Examples for setting up Beats (modules) > Logstash > ES with ILM?

pdizz · May 21, 2019, 3:17pm

Are there any basic configuration examples showing how to set up a Beats (with modules and dashboards) > Logstash > ES pipeline using Index Lifecycle Management? Currently I'm familiar with the "classic" setup with Metricbeat and Filebeat pushing logs to logstash. Logstash is configured to create daily indices with %{[@metadata][beat]}-%{[@metadata][version]}-%{+YYYY.MM.dd} for the name.

To set this up to use ILM, I need to run the beats setup commands with ilm enabled to create the templates, which creates the policy and index template (something like filebeat-7.0.1-2019-05-06-000001) That is the "real" index, but logstash should just be configured to write to the alias filebeat-7.0.1?

Or is logstash supposed to be configured to use ILM and I need to set up the template and alias myself? Should it still separate indices per beat or just use one logstash index? Would that break the built-in dashboards? If anyone has a basic working example for a setup like this I would really appreciate it!

drod · June 11, 2019, 3:39pm

I have the same question. I have everything working but ILM is having issues.

Scott_McCollough · June 11, 2019, 4:25pm

Has anyone figured this out yet? I'm facing the same issue.

pdizz · June 11, 2019, 4:45pm

Do you have logstash configured for daily indexes? Something like index => "%{[@metadata][beat]}-%{[@metadata][version]}-%{+YYYY.MM.dd}"?

When you set up ILM it creates an alias like filebeat-7.0.1 and ILM handles rolling over and creating real indexes. So if you configure logstash to just push to the alias index => "%{[@metadata][beat]}-%{[@metadata][version]}" it should get rid of those errors.

The problem I ran in to was it all seems to work as long as you never touch it again. If you ever delete indexes manually, I still havent figured out how to configure it again to restore it to a working state.

drod · June 11, 2019, 5:01pm

yup I have logstash creating daily indexes. Alright so I should make that change. Now I am wondering if this will be broken for me now though because I just reindexed and deleted an index.

Scott_McCollough · June 11, 2019, 5:02pm

Now it's creating the index but no ILM policy or alias. Let me start from scratch again.

Scott_McCollough · June 11, 2019, 5:45pm

I started from scratch completely and es is not creating ilm at all using index => "%{[@metadata][beat]}-%{[@metadata][version]}"

pdizz · June 11, 2019, 6:01pm

i think ILM configuration is created when you run the beats setup commands like filebeat setup --template -E output.logstash.enabled=false -E 'output.elasticsearch.hosts=["localhost:9200"]'.
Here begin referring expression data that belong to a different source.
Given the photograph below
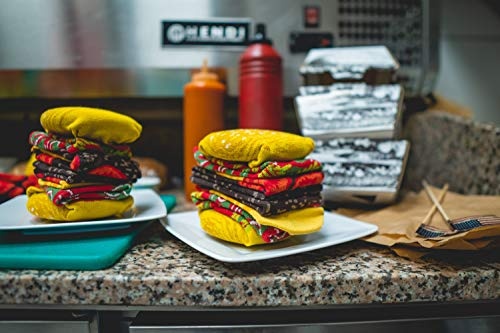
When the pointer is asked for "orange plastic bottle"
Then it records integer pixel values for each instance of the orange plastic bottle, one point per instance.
(203, 113)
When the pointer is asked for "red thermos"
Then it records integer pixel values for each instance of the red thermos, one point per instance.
(261, 84)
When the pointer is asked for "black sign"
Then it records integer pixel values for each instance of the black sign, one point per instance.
(205, 33)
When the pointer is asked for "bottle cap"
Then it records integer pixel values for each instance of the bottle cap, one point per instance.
(260, 35)
(205, 74)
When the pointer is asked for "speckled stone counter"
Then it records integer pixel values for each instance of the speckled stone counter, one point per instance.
(160, 270)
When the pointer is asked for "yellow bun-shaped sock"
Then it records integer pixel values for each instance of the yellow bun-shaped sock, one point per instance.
(95, 124)
(40, 205)
(255, 146)
(223, 227)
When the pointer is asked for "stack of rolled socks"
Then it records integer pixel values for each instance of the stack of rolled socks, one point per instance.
(12, 185)
(257, 186)
(83, 164)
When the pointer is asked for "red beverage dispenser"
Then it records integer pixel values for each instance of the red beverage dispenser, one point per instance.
(261, 84)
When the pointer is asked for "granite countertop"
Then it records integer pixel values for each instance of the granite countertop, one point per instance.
(160, 270)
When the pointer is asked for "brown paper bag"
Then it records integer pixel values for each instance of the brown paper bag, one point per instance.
(398, 223)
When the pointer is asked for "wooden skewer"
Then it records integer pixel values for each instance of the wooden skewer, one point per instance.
(431, 212)
(437, 204)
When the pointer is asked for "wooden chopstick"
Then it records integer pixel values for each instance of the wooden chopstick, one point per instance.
(431, 212)
(437, 204)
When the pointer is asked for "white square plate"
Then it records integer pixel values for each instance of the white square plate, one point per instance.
(336, 229)
(14, 216)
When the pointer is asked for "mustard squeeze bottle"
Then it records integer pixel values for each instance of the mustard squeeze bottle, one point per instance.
(202, 114)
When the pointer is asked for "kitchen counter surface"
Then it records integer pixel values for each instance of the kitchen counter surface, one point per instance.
(160, 270)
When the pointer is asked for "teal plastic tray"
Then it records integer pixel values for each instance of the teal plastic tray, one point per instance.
(89, 251)
(72, 250)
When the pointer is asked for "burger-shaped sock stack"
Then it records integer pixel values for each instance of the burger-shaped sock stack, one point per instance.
(83, 164)
(257, 186)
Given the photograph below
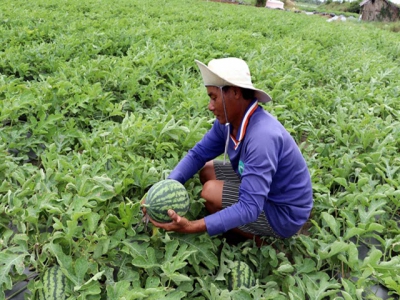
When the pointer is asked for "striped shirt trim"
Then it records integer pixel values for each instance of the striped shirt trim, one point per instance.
(245, 122)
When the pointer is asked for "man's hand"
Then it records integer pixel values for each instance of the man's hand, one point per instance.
(181, 224)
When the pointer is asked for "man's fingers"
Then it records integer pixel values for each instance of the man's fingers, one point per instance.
(174, 216)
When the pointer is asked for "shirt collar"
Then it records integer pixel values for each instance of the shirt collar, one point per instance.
(242, 130)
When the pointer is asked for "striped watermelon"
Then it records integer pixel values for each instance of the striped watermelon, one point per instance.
(164, 195)
(241, 275)
(54, 284)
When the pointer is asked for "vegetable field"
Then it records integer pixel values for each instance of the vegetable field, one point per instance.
(100, 99)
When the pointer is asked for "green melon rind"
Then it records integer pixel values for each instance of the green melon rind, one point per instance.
(241, 275)
(53, 284)
(164, 195)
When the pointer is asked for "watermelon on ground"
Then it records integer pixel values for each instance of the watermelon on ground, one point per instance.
(164, 195)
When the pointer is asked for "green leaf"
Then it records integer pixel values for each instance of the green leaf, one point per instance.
(8, 263)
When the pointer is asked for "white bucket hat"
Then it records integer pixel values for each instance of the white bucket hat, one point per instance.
(230, 71)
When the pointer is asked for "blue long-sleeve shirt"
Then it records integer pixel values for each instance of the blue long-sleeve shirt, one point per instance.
(274, 175)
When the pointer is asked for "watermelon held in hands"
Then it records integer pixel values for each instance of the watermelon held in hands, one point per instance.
(164, 195)
(54, 284)
(241, 275)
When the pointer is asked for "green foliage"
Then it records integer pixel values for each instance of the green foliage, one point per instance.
(100, 99)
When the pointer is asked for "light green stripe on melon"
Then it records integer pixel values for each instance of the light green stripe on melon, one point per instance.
(164, 195)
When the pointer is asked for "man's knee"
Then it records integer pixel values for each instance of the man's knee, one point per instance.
(212, 193)
(207, 172)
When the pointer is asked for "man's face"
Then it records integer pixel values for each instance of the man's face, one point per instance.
(216, 105)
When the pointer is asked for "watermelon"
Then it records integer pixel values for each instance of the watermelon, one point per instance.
(54, 284)
(241, 275)
(166, 194)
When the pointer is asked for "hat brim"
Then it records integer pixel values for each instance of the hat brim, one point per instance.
(212, 79)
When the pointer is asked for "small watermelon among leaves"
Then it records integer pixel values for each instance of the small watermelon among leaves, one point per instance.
(241, 275)
(54, 284)
(164, 195)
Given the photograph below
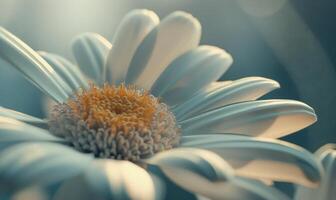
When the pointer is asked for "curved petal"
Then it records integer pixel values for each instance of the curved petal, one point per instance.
(39, 164)
(35, 68)
(264, 118)
(5, 112)
(201, 162)
(90, 51)
(12, 131)
(130, 33)
(109, 179)
(178, 33)
(261, 158)
(191, 72)
(205, 173)
(245, 89)
(326, 191)
(61, 70)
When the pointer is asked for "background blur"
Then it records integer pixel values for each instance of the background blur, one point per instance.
(292, 42)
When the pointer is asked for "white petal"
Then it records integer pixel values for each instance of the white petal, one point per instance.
(37, 70)
(12, 131)
(90, 51)
(191, 72)
(73, 69)
(262, 158)
(61, 70)
(205, 173)
(5, 112)
(130, 33)
(176, 34)
(197, 161)
(224, 93)
(326, 190)
(39, 163)
(110, 179)
(265, 118)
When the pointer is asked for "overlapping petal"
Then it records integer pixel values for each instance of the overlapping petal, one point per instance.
(90, 51)
(13, 131)
(108, 179)
(224, 93)
(63, 71)
(176, 34)
(191, 72)
(5, 112)
(35, 68)
(261, 158)
(206, 174)
(266, 118)
(130, 33)
(326, 190)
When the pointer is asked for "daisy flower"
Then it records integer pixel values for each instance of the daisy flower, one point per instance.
(326, 190)
(150, 99)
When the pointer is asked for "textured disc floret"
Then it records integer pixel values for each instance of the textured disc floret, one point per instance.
(115, 122)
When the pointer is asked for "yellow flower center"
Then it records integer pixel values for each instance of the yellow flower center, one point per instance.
(117, 122)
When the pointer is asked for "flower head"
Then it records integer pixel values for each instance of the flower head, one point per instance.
(154, 101)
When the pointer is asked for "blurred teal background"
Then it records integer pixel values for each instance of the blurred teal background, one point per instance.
(292, 42)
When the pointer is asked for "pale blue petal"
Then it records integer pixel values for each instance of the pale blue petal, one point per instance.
(42, 164)
(263, 118)
(35, 68)
(177, 33)
(326, 190)
(205, 173)
(13, 131)
(265, 159)
(5, 112)
(62, 71)
(73, 69)
(111, 179)
(90, 51)
(201, 162)
(130, 33)
(191, 72)
(221, 94)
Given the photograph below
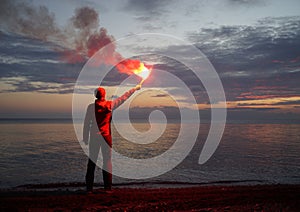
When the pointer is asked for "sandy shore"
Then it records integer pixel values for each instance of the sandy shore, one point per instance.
(202, 198)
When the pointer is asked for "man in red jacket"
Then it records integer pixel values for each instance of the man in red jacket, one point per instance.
(97, 130)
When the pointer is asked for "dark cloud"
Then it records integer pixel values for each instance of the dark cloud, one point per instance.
(247, 2)
(262, 59)
(148, 11)
(154, 6)
(33, 65)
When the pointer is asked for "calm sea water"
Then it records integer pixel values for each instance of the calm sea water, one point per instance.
(48, 152)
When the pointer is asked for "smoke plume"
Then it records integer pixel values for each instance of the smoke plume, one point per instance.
(81, 38)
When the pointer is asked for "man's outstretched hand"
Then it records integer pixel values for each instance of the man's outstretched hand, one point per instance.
(138, 87)
(86, 142)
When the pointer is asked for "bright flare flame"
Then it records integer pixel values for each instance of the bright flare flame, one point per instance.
(142, 71)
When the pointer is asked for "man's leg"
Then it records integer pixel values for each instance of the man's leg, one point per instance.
(94, 148)
(107, 164)
(89, 177)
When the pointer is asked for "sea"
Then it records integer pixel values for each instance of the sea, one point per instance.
(36, 153)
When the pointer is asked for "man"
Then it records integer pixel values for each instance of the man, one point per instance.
(97, 130)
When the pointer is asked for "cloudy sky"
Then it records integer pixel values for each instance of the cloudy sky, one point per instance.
(254, 45)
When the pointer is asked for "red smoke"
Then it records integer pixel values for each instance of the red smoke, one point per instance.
(81, 38)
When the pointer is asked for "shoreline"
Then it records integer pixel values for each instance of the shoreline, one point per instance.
(206, 198)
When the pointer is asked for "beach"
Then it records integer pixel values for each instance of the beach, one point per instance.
(199, 198)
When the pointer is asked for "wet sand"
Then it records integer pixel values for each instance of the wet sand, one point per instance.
(201, 198)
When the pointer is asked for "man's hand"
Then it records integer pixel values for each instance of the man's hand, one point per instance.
(138, 87)
(86, 142)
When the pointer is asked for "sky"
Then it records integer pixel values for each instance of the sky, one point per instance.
(254, 46)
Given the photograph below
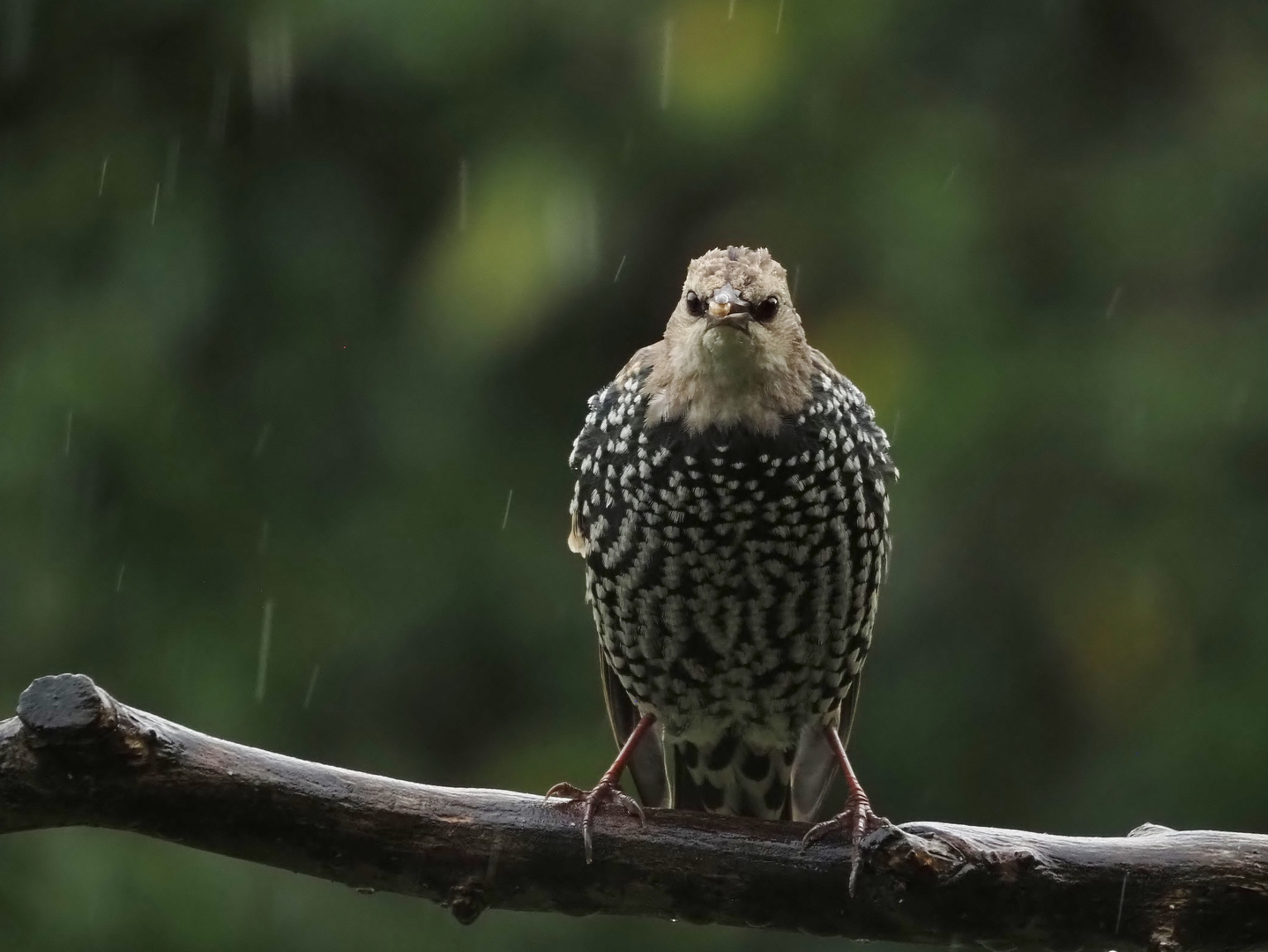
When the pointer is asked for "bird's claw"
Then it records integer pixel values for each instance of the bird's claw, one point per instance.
(604, 792)
(856, 822)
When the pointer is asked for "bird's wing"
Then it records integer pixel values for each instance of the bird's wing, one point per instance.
(647, 764)
(816, 762)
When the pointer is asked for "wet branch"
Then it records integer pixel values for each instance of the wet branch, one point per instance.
(74, 755)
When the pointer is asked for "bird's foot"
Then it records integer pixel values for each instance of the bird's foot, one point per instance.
(856, 822)
(604, 792)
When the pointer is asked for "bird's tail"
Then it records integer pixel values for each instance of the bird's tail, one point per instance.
(731, 775)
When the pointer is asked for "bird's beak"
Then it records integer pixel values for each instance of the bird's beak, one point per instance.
(727, 309)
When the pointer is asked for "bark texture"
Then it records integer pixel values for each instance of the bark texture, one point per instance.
(74, 755)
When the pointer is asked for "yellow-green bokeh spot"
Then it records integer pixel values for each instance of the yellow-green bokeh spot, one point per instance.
(524, 236)
(723, 72)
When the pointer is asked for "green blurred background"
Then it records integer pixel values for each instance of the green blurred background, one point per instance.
(302, 304)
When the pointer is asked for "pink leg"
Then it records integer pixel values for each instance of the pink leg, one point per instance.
(608, 789)
(856, 821)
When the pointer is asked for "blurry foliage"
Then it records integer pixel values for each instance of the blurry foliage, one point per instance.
(295, 295)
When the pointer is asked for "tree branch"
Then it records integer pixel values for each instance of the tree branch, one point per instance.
(74, 755)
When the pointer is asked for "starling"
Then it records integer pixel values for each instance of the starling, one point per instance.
(731, 506)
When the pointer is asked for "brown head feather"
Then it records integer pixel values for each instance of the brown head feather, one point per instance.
(705, 376)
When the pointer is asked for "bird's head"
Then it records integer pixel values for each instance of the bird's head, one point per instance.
(735, 350)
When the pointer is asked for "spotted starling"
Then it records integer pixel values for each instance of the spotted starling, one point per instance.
(731, 506)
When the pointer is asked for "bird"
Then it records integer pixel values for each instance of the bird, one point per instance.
(732, 509)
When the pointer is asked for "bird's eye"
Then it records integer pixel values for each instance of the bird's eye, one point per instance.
(766, 309)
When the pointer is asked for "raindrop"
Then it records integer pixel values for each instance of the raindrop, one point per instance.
(1123, 896)
(272, 70)
(220, 117)
(462, 196)
(312, 686)
(666, 60)
(1114, 301)
(265, 639)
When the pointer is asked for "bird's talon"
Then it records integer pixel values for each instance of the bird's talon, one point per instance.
(856, 822)
(605, 792)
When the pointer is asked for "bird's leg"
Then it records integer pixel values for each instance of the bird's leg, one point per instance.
(856, 821)
(608, 790)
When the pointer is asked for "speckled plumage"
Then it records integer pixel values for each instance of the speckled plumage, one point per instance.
(733, 566)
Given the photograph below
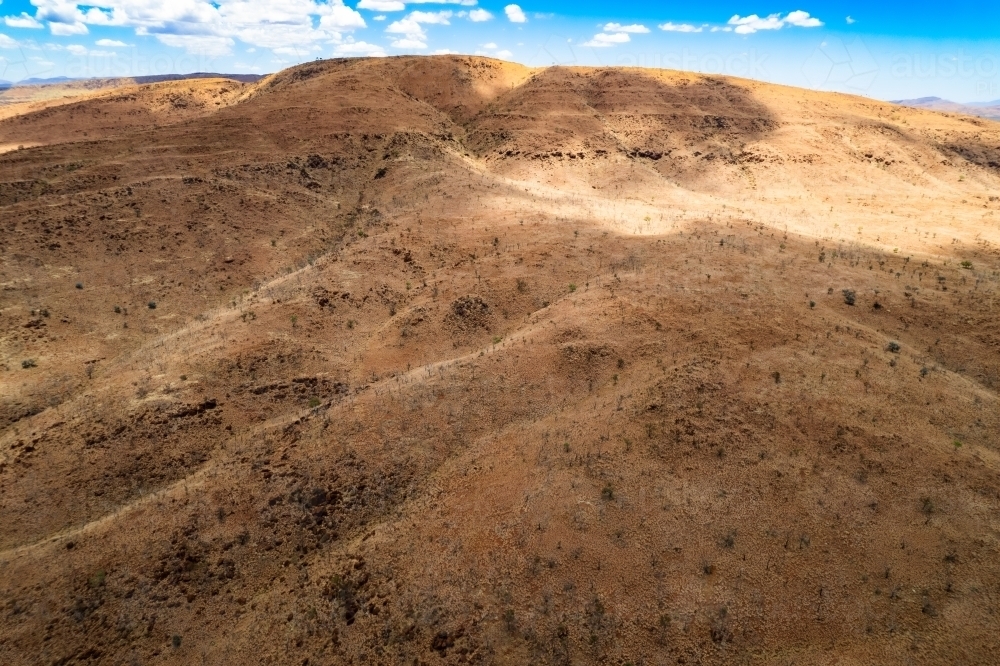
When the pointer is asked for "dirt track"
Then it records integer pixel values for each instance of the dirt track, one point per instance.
(444, 360)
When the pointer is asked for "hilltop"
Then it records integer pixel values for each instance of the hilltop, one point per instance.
(449, 360)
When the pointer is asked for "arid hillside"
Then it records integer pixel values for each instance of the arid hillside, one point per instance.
(446, 360)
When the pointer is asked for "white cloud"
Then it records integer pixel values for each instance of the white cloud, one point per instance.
(748, 25)
(382, 5)
(681, 27)
(411, 26)
(81, 51)
(360, 49)
(23, 21)
(210, 26)
(803, 20)
(65, 29)
(407, 43)
(207, 45)
(605, 40)
(515, 14)
(618, 27)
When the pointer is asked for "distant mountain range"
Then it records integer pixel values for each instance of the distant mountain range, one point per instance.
(142, 80)
(989, 110)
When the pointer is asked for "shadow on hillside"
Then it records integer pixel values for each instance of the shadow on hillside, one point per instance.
(626, 111)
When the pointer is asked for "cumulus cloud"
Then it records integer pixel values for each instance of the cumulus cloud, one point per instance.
(464, 3)
(65, 29)
(411, 27)
(803, 20)
(515, 14)
(605, 40)
(23, 21)
(207, 45)
(748, 25)
(210, 27)
(81, 51)
(635, 28)
(680, 27)
(360, 49)
(382, 5)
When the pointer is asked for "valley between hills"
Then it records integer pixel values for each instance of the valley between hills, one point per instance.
(446, 360)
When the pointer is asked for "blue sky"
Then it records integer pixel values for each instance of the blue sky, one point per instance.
(884, 50)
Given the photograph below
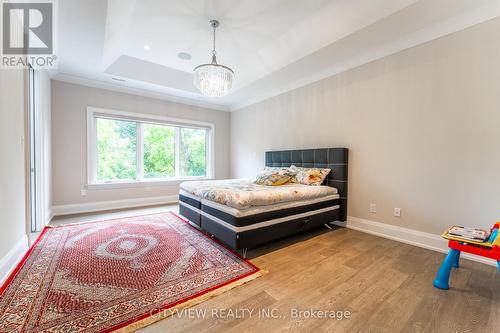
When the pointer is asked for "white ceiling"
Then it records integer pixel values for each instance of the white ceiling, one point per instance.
(272, 45)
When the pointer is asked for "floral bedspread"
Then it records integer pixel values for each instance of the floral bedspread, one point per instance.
(243, 193)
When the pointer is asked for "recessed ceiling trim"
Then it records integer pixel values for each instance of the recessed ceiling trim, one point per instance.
(439, 30)
(69, 78)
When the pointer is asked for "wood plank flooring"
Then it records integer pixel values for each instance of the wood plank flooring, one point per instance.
(385, 285)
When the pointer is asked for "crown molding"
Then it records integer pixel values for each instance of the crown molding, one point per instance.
(75, 79)
(436, 31)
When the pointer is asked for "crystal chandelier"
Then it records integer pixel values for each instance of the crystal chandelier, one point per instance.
(213, 80)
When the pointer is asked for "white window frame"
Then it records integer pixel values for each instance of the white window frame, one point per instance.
(140, 118)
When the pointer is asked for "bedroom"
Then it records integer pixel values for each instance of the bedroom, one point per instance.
(122, 199)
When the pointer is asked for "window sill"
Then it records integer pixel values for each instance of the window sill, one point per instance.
(141, 184)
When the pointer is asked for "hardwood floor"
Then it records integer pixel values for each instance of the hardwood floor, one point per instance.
(385, 285)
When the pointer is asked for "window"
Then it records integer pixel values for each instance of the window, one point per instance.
(126, 148)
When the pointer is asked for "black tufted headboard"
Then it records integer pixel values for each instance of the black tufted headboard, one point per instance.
(331, 158)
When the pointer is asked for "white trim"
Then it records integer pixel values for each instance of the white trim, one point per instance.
(408, 236)
(12, 258)
(141, 183)
(263, 223)
(119, 88)
(89, 207)
(141, 118)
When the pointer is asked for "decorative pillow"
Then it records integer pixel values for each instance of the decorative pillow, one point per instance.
(273, 176)
(309, 176)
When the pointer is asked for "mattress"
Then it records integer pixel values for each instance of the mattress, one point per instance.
(240, 220)
(244, 194)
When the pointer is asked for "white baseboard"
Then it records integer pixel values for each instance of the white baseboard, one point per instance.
(12, 258)
(48, 216)
(408, 236)
(89, 207)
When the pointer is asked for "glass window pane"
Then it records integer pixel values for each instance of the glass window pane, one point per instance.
(116, 149)
(193, 152)
(159, 151)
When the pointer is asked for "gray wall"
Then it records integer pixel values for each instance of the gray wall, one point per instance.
(12, 159)
(422, 127)
(69, 135)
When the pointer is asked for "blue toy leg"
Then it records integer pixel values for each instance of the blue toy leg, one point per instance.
(443, 275)
(455, 264)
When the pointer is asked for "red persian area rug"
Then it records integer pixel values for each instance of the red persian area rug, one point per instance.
(116, 274)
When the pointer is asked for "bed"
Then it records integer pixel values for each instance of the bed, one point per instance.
(244, 215)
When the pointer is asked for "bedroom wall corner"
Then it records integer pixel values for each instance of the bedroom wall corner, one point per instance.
(421, 126)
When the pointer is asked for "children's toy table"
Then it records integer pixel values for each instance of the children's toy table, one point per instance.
(489, 249)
I would stop the logstash service before cleaning up indexes so it doesnt create a new one before you have a chance to run setup

Scott_McCollough · June 11, 2019, 6:04pm

Thanks for the help Pete. This is driving me nuts. The documentation states this should all be automagic but it's just not quite meshing together correctly. Luckily I have the time to invest right now.

Scott_McCollough · June 11, 2019, 7:43pm

That seems to be working, thank you. The initial index is still created with a date stamp in the name, but it appears to be working.

system · July 9, 2019, 7:43pm

This topic was automatically closed 28 days after the last reply. New replies are no longer allowed.